From c1b0a7197556ec0383d6b0d0e7f510ecf4dcd21f Mon Sep 17 00:00:00 2001
From: Nathan Vegdahl <cessen@cessen.com>
Date: Fri, 25 Jun 2021 01:40:23 -0700
Subject: [PATCH] Change the `Range` type and associated functions to gap
 indexing.

---
 helix-core/src/selection.rs | 182 +++++++++++++++++++++++++-----------
 1 file changed, 126 insertions(+), 56 deletions(-)
diff --git a/helix-core/src/selection.rs b/helix-core/src/selection.rs
index 370a1f6e1..35ad98451 100644
--- a/helix-core/src/selection.rs
+++ b/helix-core/src/selection.rs
@@ -1,5 +1,5 @@
-//! Selections are the primary editing construct. Even a single cursor is defined as an empty
-//! single selection range.
+//! Selections are the primary editing construct. Even a single cursor is
+//! defined as a single empty or 1-wide selection range.
 //!
 //! All positioning is done via `char` offsets into the buffer.
 use crate::{Assoc, ChangeSet, Rope, RopeSlice};
@@ -15,16 +15,39 @@ fn abs_difference(x: usize, y: usize) -> usize {
     }
 }
 
-/// A single selection range. Anchor-inclusive, head-exclusive.
+/// A single selection range.
+///
+/// The range consists of an "anchor" and "head" position in
+/// the text.  The head is the part that the user moves when
+/// directly extending the selection.  The head and anchor
+/// can be in any order: either can precede or follow the
+/// other in the text, and they can share the same position
+/// for a zero-width range.
+///
+/// Below are some example `Range` configurations to better
+/// illustrate.  The anchor and head indices are show as
+/// "(anchor, head)", followed by example text with "[" and "]"

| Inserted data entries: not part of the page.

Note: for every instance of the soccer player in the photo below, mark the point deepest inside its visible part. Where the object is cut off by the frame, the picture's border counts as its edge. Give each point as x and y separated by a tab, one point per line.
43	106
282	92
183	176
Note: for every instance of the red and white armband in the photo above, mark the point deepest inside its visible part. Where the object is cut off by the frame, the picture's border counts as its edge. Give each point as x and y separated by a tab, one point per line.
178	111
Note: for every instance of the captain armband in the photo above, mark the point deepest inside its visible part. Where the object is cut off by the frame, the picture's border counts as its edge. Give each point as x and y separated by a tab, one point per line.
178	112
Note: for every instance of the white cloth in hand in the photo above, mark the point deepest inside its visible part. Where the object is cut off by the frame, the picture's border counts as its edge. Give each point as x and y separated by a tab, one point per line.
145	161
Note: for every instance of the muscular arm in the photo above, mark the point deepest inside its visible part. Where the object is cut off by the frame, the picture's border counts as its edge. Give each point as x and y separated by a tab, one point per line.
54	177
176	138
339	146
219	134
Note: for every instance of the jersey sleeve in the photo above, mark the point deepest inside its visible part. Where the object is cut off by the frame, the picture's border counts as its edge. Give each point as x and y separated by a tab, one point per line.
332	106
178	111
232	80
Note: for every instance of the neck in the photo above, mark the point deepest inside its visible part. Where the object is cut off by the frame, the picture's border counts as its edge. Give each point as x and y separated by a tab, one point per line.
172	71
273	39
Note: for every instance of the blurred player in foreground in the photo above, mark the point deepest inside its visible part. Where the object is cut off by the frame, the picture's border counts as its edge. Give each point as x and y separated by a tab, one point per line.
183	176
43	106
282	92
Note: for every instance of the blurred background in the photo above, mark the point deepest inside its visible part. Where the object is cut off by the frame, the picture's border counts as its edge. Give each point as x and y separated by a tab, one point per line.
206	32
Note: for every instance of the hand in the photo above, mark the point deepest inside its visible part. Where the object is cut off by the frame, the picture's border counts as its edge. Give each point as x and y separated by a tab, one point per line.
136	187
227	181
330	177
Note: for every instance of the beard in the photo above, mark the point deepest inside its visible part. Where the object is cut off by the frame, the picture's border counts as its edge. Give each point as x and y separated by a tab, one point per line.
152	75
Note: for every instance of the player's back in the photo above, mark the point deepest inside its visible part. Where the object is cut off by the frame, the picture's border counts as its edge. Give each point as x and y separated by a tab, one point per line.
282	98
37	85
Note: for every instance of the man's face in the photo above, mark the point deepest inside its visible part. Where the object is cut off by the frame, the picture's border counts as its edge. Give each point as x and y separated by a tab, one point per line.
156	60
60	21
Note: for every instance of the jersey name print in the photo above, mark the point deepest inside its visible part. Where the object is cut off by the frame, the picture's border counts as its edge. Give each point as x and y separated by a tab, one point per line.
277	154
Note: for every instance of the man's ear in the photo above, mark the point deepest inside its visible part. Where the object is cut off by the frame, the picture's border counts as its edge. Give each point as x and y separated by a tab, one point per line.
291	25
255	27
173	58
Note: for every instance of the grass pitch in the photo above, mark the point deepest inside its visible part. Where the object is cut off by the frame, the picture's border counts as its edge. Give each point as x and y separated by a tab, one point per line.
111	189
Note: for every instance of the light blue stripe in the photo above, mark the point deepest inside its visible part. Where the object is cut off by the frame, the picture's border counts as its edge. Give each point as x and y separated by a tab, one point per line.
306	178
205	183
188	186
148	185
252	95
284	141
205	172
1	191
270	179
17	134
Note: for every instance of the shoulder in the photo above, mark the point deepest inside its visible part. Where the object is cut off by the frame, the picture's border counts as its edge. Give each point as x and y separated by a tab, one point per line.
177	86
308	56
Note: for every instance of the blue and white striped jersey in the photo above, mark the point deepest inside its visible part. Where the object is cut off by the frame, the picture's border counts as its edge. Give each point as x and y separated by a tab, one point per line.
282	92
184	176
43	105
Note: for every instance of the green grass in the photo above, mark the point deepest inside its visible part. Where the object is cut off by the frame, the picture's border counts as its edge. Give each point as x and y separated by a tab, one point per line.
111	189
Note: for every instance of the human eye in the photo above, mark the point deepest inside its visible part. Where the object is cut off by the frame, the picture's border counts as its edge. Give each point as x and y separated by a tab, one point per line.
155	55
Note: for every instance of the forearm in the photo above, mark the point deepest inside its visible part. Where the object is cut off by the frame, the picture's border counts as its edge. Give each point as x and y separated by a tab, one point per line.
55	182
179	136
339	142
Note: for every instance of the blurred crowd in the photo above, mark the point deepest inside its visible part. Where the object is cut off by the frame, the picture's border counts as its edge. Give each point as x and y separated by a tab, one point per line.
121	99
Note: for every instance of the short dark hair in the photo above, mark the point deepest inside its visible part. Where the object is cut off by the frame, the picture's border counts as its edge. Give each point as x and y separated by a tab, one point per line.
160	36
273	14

+/// inserted to visually represent the anchor and head positions:
+///
+/// - (0, 3): [Som]e text.
+/// - (3, 0): ]Som[e text.
+/// - (2, 7): So[me te]xt.
+/// - (1, 1): S[]ome text.
+///
+/// Ranges are considered to be inclusive on the left and
+/// exclusive on the right, regardless of anchor-head ordering.
+/// This means, for example, that non-zero-width ranges that
+/// are directly adjecent, sharing an edge, do not overlap.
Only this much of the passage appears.